Tonque tested the soap today. Bleah! BUT no lye zap!


----------



## NubianSoaps.com (Oct 26, 2007)

Your soap doesn't have any free lye in it, it is saponified at 2%. Cure it and use it. The calculators can only tell us so much. If it's good soap use it, if not grate it up and use it for laundry soap. Vicki


----------



## Greylady (Mar 28, 2012)

Thanks! Vickie. I think the one batch is ugly BUT my son likes the look of it. I used Dragon's Blood. Tinted the top red expecting the bottom part to turn dark. It hasn't it is a light tan.


----------



## NubianSoaps.com (Oct 26, 2007)

It usually gets darker as it cures, oxidises, why when you cut your bar it's still tan in the middle. Whose Dragon's Blood did you use, they are not all created equal  There is a deep dark one (Tamara's is excellent) then there is a much more powdery version others call dragons breath. Vicki


----------



## hsmomof4 (Oct 31, 2008)

Actually, Vicki, it would be at about negative 2% superfat. But that assumes absolutely perfect measurements in everything, no lye crystals caught in the strainer that never make it into the batch, etc. A bit of lye left in your strainer, an extra 1/4 oz of oil here or there, and pretty soon, you're "up" to zero. 

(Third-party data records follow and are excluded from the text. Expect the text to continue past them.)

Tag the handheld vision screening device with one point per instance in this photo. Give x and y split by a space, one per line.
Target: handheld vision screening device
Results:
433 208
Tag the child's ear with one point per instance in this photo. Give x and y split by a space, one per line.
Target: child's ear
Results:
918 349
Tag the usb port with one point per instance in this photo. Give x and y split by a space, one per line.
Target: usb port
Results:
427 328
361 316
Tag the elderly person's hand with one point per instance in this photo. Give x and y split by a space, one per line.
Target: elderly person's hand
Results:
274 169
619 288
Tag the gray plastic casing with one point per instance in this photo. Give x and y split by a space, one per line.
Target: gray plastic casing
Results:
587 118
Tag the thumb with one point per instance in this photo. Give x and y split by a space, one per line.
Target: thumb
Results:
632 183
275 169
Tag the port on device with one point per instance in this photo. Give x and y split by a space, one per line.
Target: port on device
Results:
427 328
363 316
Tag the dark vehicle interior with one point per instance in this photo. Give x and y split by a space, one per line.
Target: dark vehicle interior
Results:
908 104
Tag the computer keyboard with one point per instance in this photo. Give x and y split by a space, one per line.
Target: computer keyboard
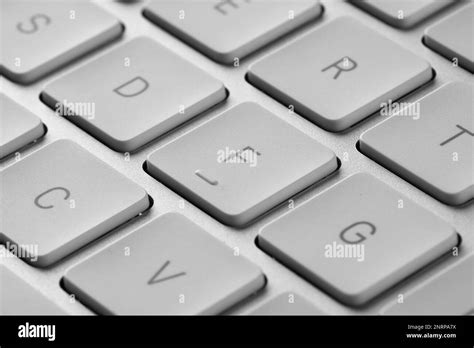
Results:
236 157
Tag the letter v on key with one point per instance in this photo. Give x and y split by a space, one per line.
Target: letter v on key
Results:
155 279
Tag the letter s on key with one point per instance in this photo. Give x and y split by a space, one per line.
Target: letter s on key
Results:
34 20
133 87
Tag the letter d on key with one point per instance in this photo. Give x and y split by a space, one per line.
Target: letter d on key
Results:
133 87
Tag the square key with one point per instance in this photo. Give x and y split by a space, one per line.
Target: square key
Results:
169 266
339 74
453 37
60 198
241 163
430 143
357 239
18 126
19 297
41 36
228 29
133 94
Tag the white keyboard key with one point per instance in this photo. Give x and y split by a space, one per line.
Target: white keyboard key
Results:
448 293
431 148
173 267
17 297
402 13
39 37
19 127
133 94
453 37
357 239
339 74
60 198
287 304
241 164
228 29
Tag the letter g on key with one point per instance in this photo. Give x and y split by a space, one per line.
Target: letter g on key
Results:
38 198
352 233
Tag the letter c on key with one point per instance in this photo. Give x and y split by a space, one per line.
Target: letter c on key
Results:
37 199
352 231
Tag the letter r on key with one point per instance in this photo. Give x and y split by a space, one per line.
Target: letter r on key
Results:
344 64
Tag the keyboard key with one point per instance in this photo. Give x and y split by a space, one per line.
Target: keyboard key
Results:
402 13
133 94
357 239
170 266
431 148
19 127
17 297
229 29
246 162
453 37
352 71
455 286
287 304
39 37
61 198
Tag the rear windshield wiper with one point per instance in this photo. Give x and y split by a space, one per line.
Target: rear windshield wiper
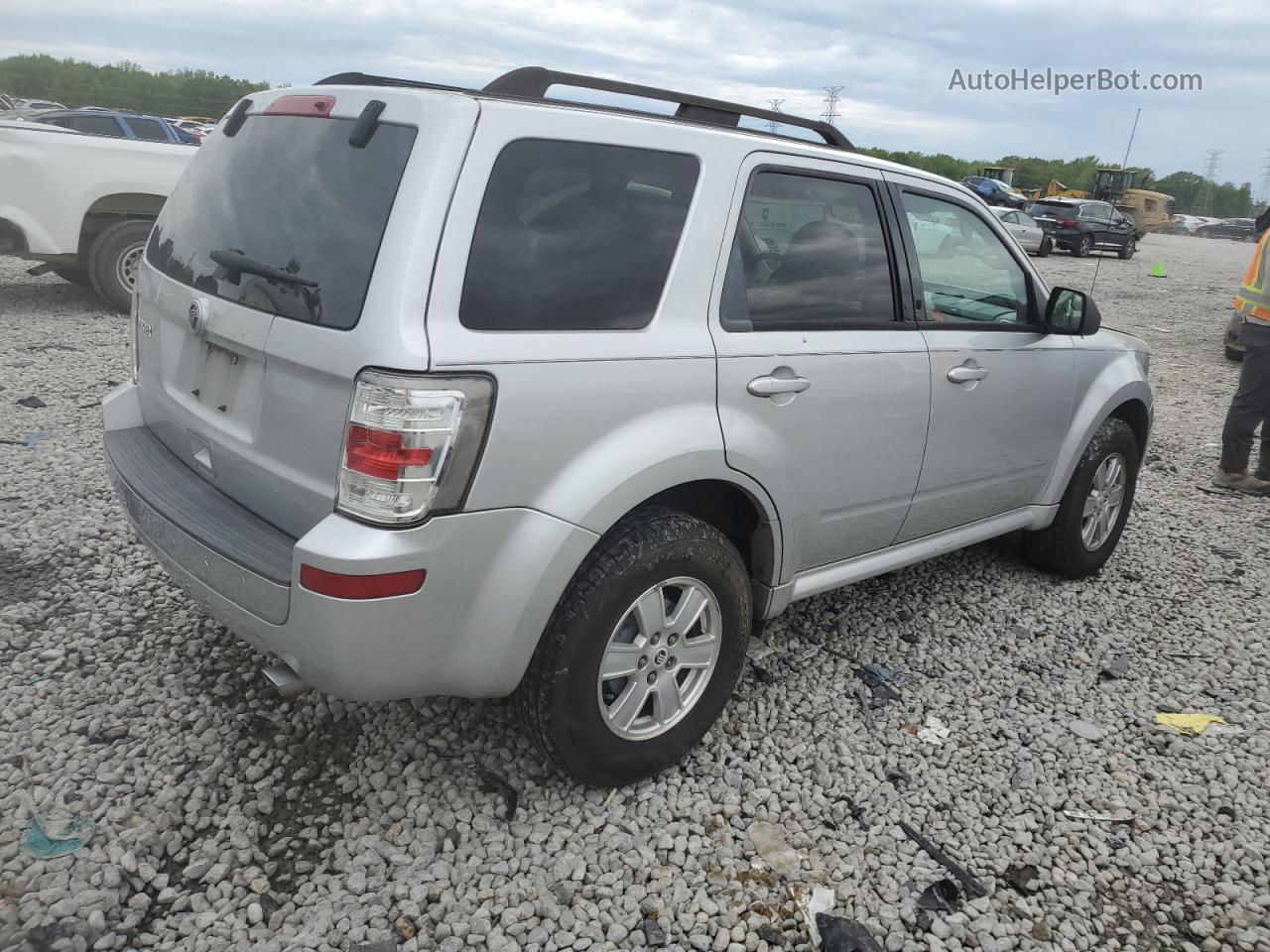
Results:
236 264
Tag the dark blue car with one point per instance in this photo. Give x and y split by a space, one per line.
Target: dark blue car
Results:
99 122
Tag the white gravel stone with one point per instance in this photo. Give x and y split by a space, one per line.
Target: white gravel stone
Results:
229 819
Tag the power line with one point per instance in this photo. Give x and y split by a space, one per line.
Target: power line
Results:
776 107
1206 197
830 103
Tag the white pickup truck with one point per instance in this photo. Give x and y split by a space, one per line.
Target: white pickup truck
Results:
81 204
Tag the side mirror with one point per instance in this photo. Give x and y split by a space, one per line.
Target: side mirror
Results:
1072 312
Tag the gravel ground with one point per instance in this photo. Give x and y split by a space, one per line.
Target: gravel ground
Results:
218 816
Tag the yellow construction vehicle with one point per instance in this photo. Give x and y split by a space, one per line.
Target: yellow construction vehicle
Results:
1151 211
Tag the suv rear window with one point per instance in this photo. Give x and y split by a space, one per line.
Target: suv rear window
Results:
290 193
575 236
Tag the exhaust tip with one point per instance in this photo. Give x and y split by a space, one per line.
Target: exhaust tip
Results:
284 679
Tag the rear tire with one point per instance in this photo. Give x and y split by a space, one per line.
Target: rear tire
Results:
114 258
1062 547
572 712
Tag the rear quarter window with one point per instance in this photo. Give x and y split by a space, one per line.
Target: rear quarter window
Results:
575 236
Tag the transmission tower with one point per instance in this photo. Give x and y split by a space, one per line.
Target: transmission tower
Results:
776 107
1206 197
830 103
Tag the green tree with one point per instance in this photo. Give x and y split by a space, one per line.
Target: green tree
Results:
123 85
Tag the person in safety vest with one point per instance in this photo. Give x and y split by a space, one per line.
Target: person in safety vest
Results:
1251 404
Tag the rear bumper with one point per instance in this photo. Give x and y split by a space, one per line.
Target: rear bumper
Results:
493 579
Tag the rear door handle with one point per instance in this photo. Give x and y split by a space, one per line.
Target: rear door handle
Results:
965 373
771 386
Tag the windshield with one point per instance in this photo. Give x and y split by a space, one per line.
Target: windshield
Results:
290 193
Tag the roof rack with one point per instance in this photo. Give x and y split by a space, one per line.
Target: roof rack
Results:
534 82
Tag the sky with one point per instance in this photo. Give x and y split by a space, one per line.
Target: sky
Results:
896 62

Anyhow, you can always test run a bar and see. If it's not zapping, it shouldn't burn you, but it might be harsher than your other soaps.


----------



## Greylady (Mar 28, 2012)

@ Vicki ~ Tamera's, the bottom of the bars has starte turning dark. Time will tell.
@ hsmomof4 ~ hubby did the tongue test and said it za[pped. Sooooooo, will probably use for laundry soap or rebatch.......


----------



## 2Sticks (Dec 13, 2007)

Betty, Vicki's right, it will darken alot as it cures. It just takes a little time. You'll be surprised how dark it will be in a few weeks


----------